A display of dozens of people and places, it’s the wall that people walk up to, stare at and ask about when they come over for playgroups or dinner. It’s the wall that reminds us, despite all of the moving, that we come from somewhere. It’s the wall that my children use to educate themselves about their cousins and aunts and uncles and grandparents because, admittedly, they don’t see them in person all that often and it can be hard to keep all the names straight.
But, that giant wall of frames is also a challenge because we come and we go and lining up all those photos just right takes time. When we arrive somewhere I get out the hammer, the nails, the step stool, the level and get to work. It usually takes several hours to get everything looking just right. After it’s all said and done, I have my husband come and (hopefully) confirm that it’s all straight and balanced. All the while knowing that, it will all have to come down again sometime in the relatively near future.
When I think about it, the whole thing is so very much a metaphor for our lifestyle.
I look at all those photos and I see our story. We have a history. We go from place to place collecting major life events. Just like anyone (even people who never move) our stories are the layers of life that make up who we are and how we see the world. Even if we’re moving, we keep becoming. Sometimes that can be hard to see because each time we move our story seems to start over. The past can get lost when we say goodbye to somewhere. The future always has a level of uncertainty. And yet – we are still us. We have a history.
But because all of this moving makes our life more complicated, we also have to have a whole additional set of tools to put our story together, to ensure that it’s heard and to reassure ourselves that it will live on.

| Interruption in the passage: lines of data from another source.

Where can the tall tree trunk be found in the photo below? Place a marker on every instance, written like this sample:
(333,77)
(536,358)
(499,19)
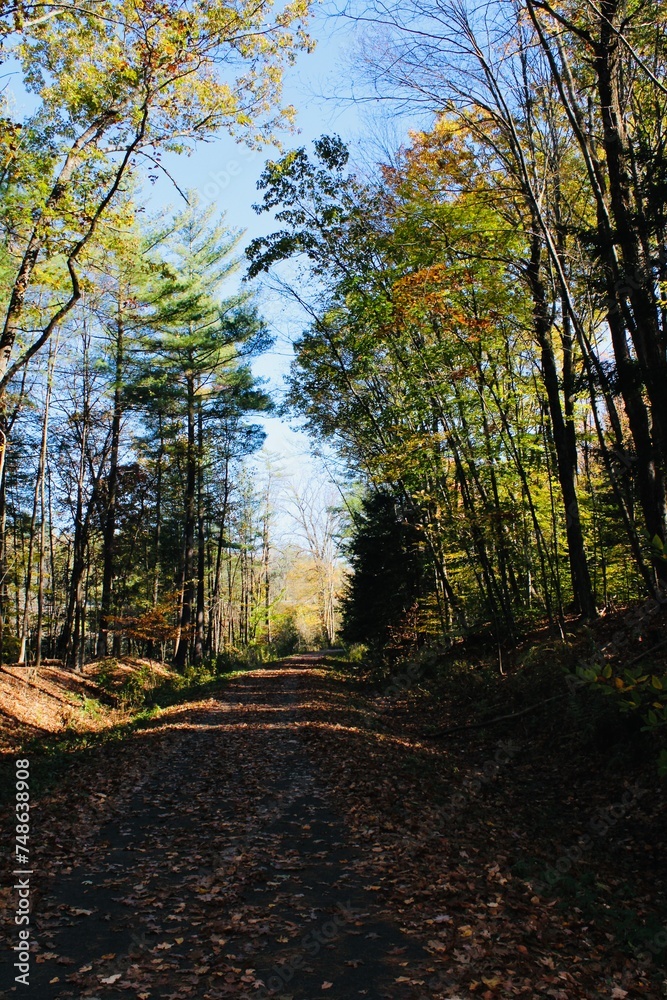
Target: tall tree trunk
(109,518)
(39,491)
(582,589)
(190,508)
(198,654)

When I begin the slog that is hanging up our family photo collage, I don’t just need a hammer. This is a complex and often overwhelming task that is definitely not for one tool alone.

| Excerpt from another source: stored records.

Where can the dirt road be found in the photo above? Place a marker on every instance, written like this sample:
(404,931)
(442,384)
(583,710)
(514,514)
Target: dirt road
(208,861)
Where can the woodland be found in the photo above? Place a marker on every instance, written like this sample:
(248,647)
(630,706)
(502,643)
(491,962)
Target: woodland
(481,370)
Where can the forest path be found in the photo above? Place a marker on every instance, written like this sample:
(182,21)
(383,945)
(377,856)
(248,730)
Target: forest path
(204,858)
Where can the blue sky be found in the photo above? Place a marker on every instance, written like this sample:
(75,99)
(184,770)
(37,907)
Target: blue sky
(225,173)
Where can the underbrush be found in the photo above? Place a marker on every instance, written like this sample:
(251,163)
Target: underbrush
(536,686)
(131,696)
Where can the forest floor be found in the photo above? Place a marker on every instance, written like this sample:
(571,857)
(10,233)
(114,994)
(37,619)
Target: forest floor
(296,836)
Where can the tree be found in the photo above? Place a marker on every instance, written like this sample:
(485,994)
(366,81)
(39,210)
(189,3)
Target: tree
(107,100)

As expats we need a whole tool box of tools to tell our stories and remember who we are.
We need a (gently wielded) hammer. We must find ways to give ourselves a little push here and there. We need something that makes a difference when things aren’t moving the way we want them too. To create a sense of purpose and passion, we need to feel we have some power over our situation. We must develop the skills to stand up for ourselves and for our needs. We must create a medium for our stories and speak them in voices that can be heard.
We need nails. We need something to make our stories stick. We benefit from telling them over and over again. We need photo albums and journals and Facebook posts and blogs to remind us that the things that happened to us really did happen because without the constancy of place, there’s high potential the stories (and subsequently our selves) will be lost.

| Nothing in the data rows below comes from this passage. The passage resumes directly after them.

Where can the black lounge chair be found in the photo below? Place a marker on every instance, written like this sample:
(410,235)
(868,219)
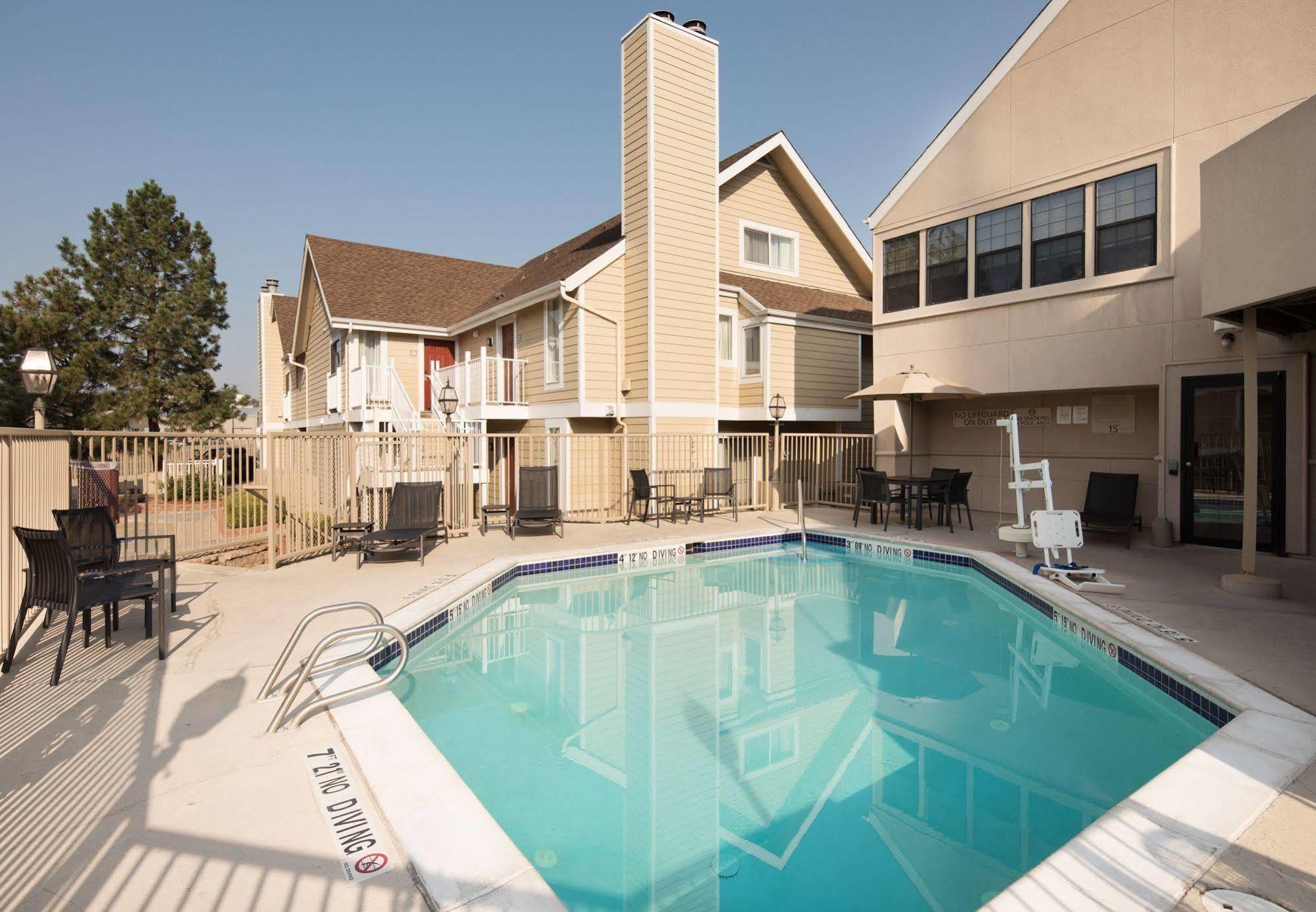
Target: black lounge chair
(873,490)
(537,499)
(719,486)
(1111,504)
(646,494)
(96,545)
(415,514)
(53,583)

We need a step stool. We have to find ways to reach outside our comfort zone and get support in accessing the parts of ourselves that don’t come easily. If you’re introverted, meeting new people can feel like the most dreaded task. If you value your professional life, leaving your career behind to follow your spouse can cause you to feel a complete loss of identity. So you need support. We need something to boost us up to the places that are naturally hard for us to reach.
We need a level. The most successful expats find balance between the various parts of their lives. That balance is different for everyone, but the key element comes in taking time to reflect on what matters to you (and your family) most and arranging your life around those values.
Finally, we need a second set of eyes. There are many aspects of the expat life that feel solitary. Loneliness happens to all of us at one time or another. However, we must surround ourselves with people who can help us find our way, can call us on our bullshit from time to time and can remind us of all the strengths we bring to the table. All those photos on my wall get crooked from time to time. As expats we need that second set of eyes from a trusted person to remind us when we’re off kilter.
It seems like a lot, but it’s doable. In fact, we develop these tools every single day. We do it with patience and attention to the ever-changing circumstances in which we move. And sometimes we face (or make) a big mess.
But, in true expat style, we reach in our tool belt and find just the right thing to get the job done.